Deep view in Hubble Ultra Deep Field

But how much of this hydrogen gas is there? And how far do the gas layers of galaxies extend? "Until now little was known about the spatial distribution of this gas," explains Lutz Wisotzki, of the Leibniz Institute of Astrophysics in Potsdam (AIP) and his colleagues. "Because the extremely low brightness of this extended emission makes it extremely difficult to detect.

Only the sensitive MUSE spectrograph in the Very Large Telescope of the European Southern Observatory in Chile makes this possible. The astronomers used it to observe the Hubble Ultra Deep Field (HUDF), an area in the Fornax constellation in which the Hubble space telescope had looked deeper than ever before in space. It contains thousands of distant galaxies scattered in a seemingly dark sky.

Lyman luminaires - almost everywhere

But the UXO data revealed: what previously appeared dark, in fact, is almost completely filled with the faint glow of Lyman's alpha radiation. The hydrogen shells of the distant galaxies were so large that they filled almost the entire field of vision. Projected across the sky, this means: "This emission covers almost 100 percent of the sky," the researchers report.

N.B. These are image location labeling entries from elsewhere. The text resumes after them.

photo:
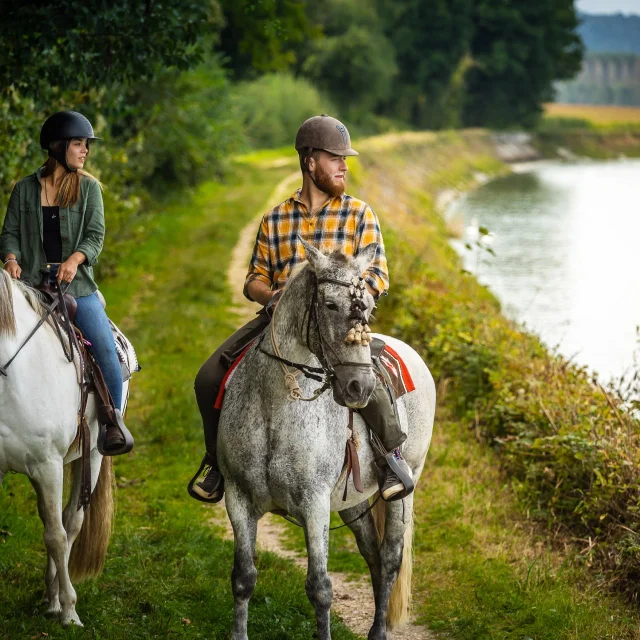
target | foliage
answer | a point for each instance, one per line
(518, 50)
(354, 62)
(168, 555)
(261, 35)
(566, 444)
(90, 44)
(272, 108)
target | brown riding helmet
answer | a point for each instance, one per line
(325, 133)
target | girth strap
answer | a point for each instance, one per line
(352, 462)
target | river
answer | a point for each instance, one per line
(566, 239)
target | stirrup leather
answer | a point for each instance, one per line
(402, 475)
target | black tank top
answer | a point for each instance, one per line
(51, 240)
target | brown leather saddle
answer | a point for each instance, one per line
(63, 309)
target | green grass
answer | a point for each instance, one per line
(481, 570)
(166, 563)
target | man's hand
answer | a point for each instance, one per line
(12, 267)
(68, 269)
(273, 303)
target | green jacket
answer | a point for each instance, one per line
(81, 229)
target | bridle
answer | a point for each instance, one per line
(58, 303)
(327, 372)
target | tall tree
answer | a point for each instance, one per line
(261, 35)
(519, 49)
(431, 40)
(82, 44)
(353, 61)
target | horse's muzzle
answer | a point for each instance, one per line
(353, 390)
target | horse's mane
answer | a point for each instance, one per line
(337, 258)
(7, 317)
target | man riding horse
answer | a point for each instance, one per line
(325, 217)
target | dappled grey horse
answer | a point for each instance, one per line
(279, 453)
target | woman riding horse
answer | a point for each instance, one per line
(56, 216)
(328, 219)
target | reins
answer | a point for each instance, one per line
(327, 368)
(49, 309)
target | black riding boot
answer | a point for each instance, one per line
(395, 477)
(208, 485)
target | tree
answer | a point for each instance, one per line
(82, 44)
(431, 40)
(261, 35)
(519, 49)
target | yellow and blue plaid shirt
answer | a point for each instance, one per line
(343, 223)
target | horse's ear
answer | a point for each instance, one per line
(316, 259)
(362, 261)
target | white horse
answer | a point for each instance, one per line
(281, 455)
(39, 403)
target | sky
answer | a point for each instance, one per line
(609, 6)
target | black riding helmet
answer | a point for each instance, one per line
(64, 125)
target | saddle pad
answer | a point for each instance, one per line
(223, 386)
(126, 353)
(397, 372)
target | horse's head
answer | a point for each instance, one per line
(341, 307)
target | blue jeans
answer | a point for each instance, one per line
(92, 320)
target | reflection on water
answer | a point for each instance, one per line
(567, 262)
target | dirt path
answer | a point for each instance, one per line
(352, 600)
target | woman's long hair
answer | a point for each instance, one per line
(69, 189)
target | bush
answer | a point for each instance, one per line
(273, 107)
(567, 445)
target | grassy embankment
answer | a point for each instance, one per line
(590, 130)
(167, 573)
(482, 569)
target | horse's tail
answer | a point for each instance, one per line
(90, 547)
(400, 600)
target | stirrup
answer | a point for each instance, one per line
(205, 463)
(102, 436)
(402, 475)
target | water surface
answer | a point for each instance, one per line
(567, 263)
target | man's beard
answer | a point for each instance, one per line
(324, 182)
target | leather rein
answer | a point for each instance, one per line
(325, 373)
(84, 443)
(58, 302)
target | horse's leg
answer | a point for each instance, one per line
(318, 585)
(47, 481)
(364, 529)
(398, 517)
(244, 521)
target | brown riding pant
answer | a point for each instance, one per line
(378, 414)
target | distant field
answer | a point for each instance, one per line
(598, 114)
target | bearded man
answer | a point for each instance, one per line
(323, 215)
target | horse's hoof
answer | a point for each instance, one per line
(375, 633)
(71, 619)
(53, 612)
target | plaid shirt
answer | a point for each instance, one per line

"That was a surprise that opened his eyes in the true sense of the word," says Wisotzki's colleague, Kasper Borello Schmidt. Because it is the first time that astronomers have been able to make this weak radiation visible from the gas layers of early galaxies. And as it now turns out, its alpha Lyman shine extends far further into space than previously assumed. "This opens a new window to an important but previously invisible part of the cosmic distribution of matter," the researchers explain.

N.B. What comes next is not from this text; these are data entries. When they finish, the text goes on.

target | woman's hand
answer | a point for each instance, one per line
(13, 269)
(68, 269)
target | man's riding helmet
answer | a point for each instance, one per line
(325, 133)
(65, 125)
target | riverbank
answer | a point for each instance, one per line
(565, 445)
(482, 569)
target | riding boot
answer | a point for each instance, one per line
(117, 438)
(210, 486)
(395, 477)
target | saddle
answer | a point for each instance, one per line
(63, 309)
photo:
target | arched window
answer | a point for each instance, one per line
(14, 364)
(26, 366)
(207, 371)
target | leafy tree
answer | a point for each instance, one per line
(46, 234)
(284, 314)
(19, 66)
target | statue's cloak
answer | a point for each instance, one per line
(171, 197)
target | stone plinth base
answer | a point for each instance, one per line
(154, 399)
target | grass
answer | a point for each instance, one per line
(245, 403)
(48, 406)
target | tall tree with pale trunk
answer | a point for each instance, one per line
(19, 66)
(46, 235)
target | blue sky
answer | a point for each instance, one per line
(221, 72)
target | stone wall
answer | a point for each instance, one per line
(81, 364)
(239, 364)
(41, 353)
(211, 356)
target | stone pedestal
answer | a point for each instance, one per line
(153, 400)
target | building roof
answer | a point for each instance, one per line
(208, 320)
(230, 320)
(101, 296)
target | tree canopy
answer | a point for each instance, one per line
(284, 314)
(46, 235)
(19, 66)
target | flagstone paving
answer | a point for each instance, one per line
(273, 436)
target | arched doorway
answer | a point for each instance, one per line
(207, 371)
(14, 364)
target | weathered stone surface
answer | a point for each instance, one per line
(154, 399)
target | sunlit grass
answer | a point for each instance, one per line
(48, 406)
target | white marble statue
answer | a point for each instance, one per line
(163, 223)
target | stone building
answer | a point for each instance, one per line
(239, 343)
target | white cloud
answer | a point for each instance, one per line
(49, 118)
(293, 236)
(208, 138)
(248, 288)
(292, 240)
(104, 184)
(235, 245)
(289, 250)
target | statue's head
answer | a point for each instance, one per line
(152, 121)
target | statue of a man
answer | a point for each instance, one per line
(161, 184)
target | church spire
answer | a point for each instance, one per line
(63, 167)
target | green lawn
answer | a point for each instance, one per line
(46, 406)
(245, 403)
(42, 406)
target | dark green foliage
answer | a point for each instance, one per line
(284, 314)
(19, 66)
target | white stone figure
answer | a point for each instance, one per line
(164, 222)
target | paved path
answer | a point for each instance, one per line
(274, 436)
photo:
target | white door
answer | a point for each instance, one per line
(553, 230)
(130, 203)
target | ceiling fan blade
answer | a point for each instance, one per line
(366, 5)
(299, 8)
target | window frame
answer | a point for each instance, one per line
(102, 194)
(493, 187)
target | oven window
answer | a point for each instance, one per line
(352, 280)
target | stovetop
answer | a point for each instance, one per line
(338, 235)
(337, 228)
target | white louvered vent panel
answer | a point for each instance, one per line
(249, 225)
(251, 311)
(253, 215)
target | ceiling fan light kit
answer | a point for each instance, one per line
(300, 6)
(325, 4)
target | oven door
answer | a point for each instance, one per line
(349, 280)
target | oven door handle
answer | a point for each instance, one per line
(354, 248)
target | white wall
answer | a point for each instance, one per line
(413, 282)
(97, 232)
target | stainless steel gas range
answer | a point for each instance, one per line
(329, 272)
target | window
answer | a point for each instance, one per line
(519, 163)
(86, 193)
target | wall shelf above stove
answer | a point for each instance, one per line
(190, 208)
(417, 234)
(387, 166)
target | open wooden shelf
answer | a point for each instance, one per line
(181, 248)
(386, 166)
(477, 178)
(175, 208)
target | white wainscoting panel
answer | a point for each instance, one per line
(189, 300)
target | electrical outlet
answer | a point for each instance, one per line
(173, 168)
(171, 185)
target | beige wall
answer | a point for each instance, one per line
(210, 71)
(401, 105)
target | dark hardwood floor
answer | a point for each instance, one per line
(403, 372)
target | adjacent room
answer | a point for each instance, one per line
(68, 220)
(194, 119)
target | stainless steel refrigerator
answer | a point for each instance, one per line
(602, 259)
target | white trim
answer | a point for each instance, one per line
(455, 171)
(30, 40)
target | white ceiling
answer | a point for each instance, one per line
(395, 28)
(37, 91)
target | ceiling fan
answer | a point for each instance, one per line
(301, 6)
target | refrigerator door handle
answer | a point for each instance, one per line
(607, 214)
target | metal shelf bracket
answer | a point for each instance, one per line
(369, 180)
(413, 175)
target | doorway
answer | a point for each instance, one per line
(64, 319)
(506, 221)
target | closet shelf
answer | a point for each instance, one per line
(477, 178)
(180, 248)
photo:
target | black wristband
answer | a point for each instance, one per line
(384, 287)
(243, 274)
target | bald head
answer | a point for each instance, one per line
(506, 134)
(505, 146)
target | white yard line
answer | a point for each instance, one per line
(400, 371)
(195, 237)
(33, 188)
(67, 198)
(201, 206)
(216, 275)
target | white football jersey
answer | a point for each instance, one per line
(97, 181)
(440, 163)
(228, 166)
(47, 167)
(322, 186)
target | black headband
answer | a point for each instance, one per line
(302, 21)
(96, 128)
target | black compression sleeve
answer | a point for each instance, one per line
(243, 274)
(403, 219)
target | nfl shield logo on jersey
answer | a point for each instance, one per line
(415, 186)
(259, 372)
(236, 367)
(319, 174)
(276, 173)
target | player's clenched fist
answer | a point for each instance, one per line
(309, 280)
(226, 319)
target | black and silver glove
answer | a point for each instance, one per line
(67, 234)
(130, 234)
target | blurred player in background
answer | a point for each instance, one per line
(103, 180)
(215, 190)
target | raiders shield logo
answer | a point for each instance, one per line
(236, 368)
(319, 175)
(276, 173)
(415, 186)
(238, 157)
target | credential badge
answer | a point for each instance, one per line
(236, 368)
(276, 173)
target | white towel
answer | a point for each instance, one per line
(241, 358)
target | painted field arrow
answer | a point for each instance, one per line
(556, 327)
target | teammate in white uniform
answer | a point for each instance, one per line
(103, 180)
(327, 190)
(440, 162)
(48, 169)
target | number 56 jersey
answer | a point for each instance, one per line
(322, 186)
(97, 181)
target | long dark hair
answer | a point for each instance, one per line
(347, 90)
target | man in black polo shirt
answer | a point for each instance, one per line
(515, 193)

Source of energy still unknown

Although this glow of hydrogen is not visible to us, it is omnipresent: "The next time you look into the moonless sky and see the stars, imagine the invisible glow of hydrogen: the first building block of the universe illuminates the entire night sky with its radiance, "says team member Themiya Nanayakkara of the University of Leiden.

It is not yet clear what causes these distant hydrogen clouds to shine and their exact distribution is still unknown. That's why we want to make even more sensitive measurements in the future, "says Wisotzki. We want to discover how these gigantic deposits of atomic hydrogen are distributed in space ".